D'autre part, ce n'est pas parce que les commissaires vont rendre des décisions que nécessairement cela veut dire que les employés qui sont leurs subalternes sont tenus à la confidentialité. À ce moment-là, tous les employés de la Cour des sessions de la paix, de la Cour provinciale et de la Cour supérieure, qui sont des membres chez nous, devraient aussi être exclus. Ils n'ont pas à trancher, mais à travailler à des cas qui sont aussi litigieux et sur lesquels le gouvernement peut être en appel, en bref d'évocation; ou cela peut être aussi le syndicat. Je ne pense pas que leur confidentialité soit mise à l'épreuve. Je comprends mal le fait que, parce qu'il y a un élément de confidentialité et qu'ils portent une étiquette syndicale, c'est nécessairement catastrophique. Je pense que la confidentialité demeure quand même, comme cela existe d'ailleurs pour tous les fonctionnaires.

M. Paradis (Brome-Missisquoi): Je vais vous amener sous un autre argument. Vous avez, oui, la question de la confidentialité, mais vous avez la question du rôle essentiel qu'ils ou qu'elles ont à jouer à certaines périodes et dans certains conflits. Vous pouvez vous imaginer - et il faut le faire lorsqu'on est législateur; plusieurs parties, tant patronales que syndicales, nous ont imaginé les pires scénarios en fonction de l'application du texte que nous avons devant nous - le cas où la commission aurait à intervenir dans un domaine des services essentiels où la santé et la sécurité du public seraient menacées et que la convention collective de ces employés arriverait à échéance au même moment.
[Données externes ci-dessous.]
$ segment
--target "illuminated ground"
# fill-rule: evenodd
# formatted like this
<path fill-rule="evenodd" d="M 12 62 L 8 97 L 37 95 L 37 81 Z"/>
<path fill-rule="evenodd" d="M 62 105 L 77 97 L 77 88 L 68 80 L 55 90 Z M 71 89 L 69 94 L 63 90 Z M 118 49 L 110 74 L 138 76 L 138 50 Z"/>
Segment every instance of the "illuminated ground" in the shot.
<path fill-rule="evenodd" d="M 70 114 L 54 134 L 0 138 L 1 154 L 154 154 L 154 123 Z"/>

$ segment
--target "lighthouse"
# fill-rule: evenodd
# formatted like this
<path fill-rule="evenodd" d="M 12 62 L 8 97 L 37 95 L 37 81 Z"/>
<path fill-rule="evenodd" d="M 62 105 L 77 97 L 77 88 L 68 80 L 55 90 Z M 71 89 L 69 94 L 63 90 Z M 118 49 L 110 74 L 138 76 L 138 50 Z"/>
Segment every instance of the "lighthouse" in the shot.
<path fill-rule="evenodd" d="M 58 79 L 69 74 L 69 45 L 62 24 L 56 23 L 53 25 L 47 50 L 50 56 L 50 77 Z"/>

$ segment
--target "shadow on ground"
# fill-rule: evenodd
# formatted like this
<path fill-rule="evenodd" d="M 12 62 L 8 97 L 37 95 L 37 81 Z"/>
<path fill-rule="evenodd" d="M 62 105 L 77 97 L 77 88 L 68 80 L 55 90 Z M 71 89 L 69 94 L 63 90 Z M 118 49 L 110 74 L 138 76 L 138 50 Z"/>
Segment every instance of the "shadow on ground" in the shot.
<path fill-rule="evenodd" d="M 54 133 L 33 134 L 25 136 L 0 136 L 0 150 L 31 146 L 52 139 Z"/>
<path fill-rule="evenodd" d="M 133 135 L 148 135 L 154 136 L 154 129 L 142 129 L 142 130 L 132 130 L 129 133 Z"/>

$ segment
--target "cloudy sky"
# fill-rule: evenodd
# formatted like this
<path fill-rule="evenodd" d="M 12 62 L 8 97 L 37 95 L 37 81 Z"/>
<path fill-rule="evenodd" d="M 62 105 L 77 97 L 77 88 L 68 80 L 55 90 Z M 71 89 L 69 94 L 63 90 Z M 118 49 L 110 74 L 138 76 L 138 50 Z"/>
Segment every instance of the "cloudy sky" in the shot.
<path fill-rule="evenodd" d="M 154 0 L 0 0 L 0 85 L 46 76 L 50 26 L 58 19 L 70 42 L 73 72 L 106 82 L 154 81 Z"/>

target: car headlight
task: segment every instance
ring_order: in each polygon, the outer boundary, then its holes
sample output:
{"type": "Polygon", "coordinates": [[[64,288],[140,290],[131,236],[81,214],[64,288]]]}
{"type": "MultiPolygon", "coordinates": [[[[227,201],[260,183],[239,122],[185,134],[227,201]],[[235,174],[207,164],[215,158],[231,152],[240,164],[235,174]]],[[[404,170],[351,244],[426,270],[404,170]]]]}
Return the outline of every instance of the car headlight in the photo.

M. Harguindeguy: Je ne vois aucune difficulté. D'ailleurs, on le précise à notre page 6; on dit que nous estimons que les employés de la commission qui n'ont aucun pouvoir décisionnel dans l'attribution d'une requête ou dans les autres matières qui constituent une violation au code devraient être syndicables.

M. Paradis (Brome-Missisquoi): Stricte-

ment pour ce qui est du personnel de soutien, je vous dirais que je suis pris dans des situations quelquefois où, s'il fallait que mon personnel de soutien immédiat ne soit pas là, et à cause des responsabilités que le premier ministre m'a confiées, je serais en mauvaise position pour agir.

M. Harguindeguy: Non, mais...

M. Paradis (Brome-Missisquoi): J'ai absolument besoin de ce personnel de soutien pour agir dans l'intérêt public.

M. Harguindeguy: Oui, mais dans les cabinets de ministres, on a accepté que tous les employés qui sont là soient considérés comme non syndicables, pour toutes sortes de raisons, pas seulement pour la confidentialité. Il y a aussi d'autres aspects qui interviennent. Généralement, le principe qui a été retenu par le législateur au début de l'introduction d'une telle définition, c'était la confidentialité dans le sens des relations du travail entre les employés et les patrons. Ceux qui étaient intermédiaires, comme dans les bureaux de personnel, ceux qui ont la possibilité d'intervenir dans les dossiers des individus qui sont leurs confrères de travail, on a reconnu que peut-être là il pourrait y avoir certains conflits d'intérêts, en tout cas, intérêts entre guillemets, mais certains conflits. Je prends l'exemple, actuellement, du Bureau des commissaires du travail qui accorde des accréditations. Les personnes qui reçoivent les dépôts de requêtes au comptoir du ministère, qui estampillent les cartes de membre ou les procédures sont actuellement des gens syndiqués depuis déjà de nombreuses années. C'est même par une décision du Tribunal du travail qu'ils ont été reconnus comme étant syndicables, non tenus à la confidentialité. Est-ce que le fait, aujourd'hui, d'être chapeauté par une commission - parce qu'on change le nom - rend les attributions plus confidentielles qu'elles ne l'étaient auparavant? C'est sur cela qu'on s'interroge. Ce n'est pas parce qu'ils portent le titre de syndiqués qu'ils vont favoriser un syndicat ou l'autre, ils l'ont eu. On a même déposé, en tant que syndicat des fonctionnaires, une requête en accréditation pour des membres chez nous et on n'a pas été plus favorisés par eux que d'autres syndicats. Je pense que les gens ont des règles à suivre et ont aussi, quand même, un certain professionnalisme à respecter.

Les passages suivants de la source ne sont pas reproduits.